In mobile like all other forms of entertainment, content is king. You need players to want to engage with your game and to want to make it part of their daily routine. However, while providing a compelling experience is a prerequisite to have a successful game, it’s not enough to have a commercial success. That’s because engagement is not directly tied to monetization like the arcade model or the boxed product model. Monetization will not naturally follow because the game is fun – the game must actively be built around monetization levers to capitalize on the enthusiasm it will generate.

There is a spectrum in mobile games between gameplay-driven games and content-driven games. Monetization in gameplay-driven games will mostly focus on monetizing engagement. Extra-moves in puzzle games are a way to monetize engagement and extend a play session – like the continue in arcades. For content-driven games like an RPG or a racing game most of the monetization will come from the direct or indirect sales of additional content. The bulk of monetization will come from content consumption more than gameplay consumption. And that’s why the fragmentation model is even more important when thinking about monetization and content in these mobile free-to-play games.

In content-driven games, everybody can play the game. That’s why mobile games must actively design their monetization around this fragmentation, and provide valuable and rewarding content players can spend to engage with. Because everybody can play for free, to be compelling monetization must be mostly about selling a different form of engagement. Speeding up is a way to make customers’ experience faster and less frustrating. But the key thing here is that it doesn’t make it better – it makes it less bad. Adding artificial frictions in a game to afterwards sell the “solution” doesn’t sell a different experience.
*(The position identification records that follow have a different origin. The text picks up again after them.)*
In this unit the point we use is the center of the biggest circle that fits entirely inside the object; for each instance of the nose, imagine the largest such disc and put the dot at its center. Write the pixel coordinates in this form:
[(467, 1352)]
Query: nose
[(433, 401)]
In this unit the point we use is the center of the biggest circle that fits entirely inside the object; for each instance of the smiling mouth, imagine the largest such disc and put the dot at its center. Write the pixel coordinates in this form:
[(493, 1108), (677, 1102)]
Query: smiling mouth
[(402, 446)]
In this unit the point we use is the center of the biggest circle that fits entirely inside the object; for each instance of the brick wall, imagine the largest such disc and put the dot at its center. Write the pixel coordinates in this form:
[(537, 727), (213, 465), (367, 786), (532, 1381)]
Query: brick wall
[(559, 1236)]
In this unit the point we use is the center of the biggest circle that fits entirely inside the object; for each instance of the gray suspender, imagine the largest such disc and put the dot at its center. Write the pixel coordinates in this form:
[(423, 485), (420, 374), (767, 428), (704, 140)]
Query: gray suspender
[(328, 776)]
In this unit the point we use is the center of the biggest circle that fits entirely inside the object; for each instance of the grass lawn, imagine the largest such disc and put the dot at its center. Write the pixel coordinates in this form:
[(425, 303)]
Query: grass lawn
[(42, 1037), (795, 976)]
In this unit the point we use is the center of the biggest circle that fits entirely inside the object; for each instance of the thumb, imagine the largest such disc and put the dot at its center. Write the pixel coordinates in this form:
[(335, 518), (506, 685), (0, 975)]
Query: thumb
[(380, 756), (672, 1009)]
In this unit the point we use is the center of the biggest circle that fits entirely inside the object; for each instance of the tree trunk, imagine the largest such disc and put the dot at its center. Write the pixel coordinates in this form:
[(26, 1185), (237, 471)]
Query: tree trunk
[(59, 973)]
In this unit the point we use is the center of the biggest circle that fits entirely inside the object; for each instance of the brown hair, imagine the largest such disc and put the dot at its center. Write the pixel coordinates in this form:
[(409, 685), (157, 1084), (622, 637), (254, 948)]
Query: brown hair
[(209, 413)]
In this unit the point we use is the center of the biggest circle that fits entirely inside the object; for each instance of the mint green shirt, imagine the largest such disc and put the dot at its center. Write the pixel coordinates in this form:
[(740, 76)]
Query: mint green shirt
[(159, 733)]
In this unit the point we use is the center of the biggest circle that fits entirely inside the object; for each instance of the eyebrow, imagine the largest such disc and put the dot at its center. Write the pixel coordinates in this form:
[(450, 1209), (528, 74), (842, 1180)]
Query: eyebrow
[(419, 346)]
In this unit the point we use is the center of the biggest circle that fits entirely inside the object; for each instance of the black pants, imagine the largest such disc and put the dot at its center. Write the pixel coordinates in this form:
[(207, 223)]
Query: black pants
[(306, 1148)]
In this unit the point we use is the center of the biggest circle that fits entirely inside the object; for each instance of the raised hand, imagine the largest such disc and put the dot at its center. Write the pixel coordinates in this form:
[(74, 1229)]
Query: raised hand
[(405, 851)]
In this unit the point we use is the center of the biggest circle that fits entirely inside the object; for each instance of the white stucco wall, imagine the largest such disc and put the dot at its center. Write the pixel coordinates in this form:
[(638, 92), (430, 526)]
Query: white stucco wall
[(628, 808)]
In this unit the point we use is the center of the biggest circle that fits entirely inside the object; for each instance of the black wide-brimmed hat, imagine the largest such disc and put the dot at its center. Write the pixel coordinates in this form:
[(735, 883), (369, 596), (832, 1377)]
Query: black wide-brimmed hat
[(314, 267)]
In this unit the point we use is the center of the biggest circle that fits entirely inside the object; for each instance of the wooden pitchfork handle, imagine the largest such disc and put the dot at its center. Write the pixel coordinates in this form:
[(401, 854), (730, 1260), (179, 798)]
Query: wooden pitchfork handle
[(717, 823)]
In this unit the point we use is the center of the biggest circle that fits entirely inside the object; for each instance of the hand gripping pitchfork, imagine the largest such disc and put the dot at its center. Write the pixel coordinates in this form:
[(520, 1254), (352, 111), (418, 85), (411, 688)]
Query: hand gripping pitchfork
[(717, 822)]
To be rewarding and provide a compelling reason to spend, successful monetization involves leveraging in-game content in a different way than arcades or boxed products. For monetization in mobile free-to-play, you can enjoy the game differently if you pay. You spend to have a different experience of the game, to enrich your experience of the game. That’s where content fits into the monetization model of mobile free-to-play games. It’s almost as if there needs to be a vanilla version of the game, and an enhanced version of the game players can spend to engage with. Monetization design involves implementing content that provides a different form of engagement. You monetize a different form of engagement. And that’s also why making that content exclusive to paying users can be very valuable. The item you are monetizing is making the game different and better. In addition, exclusivity helps make payers feel good about their purchase, and provides a clear message about what spending is for.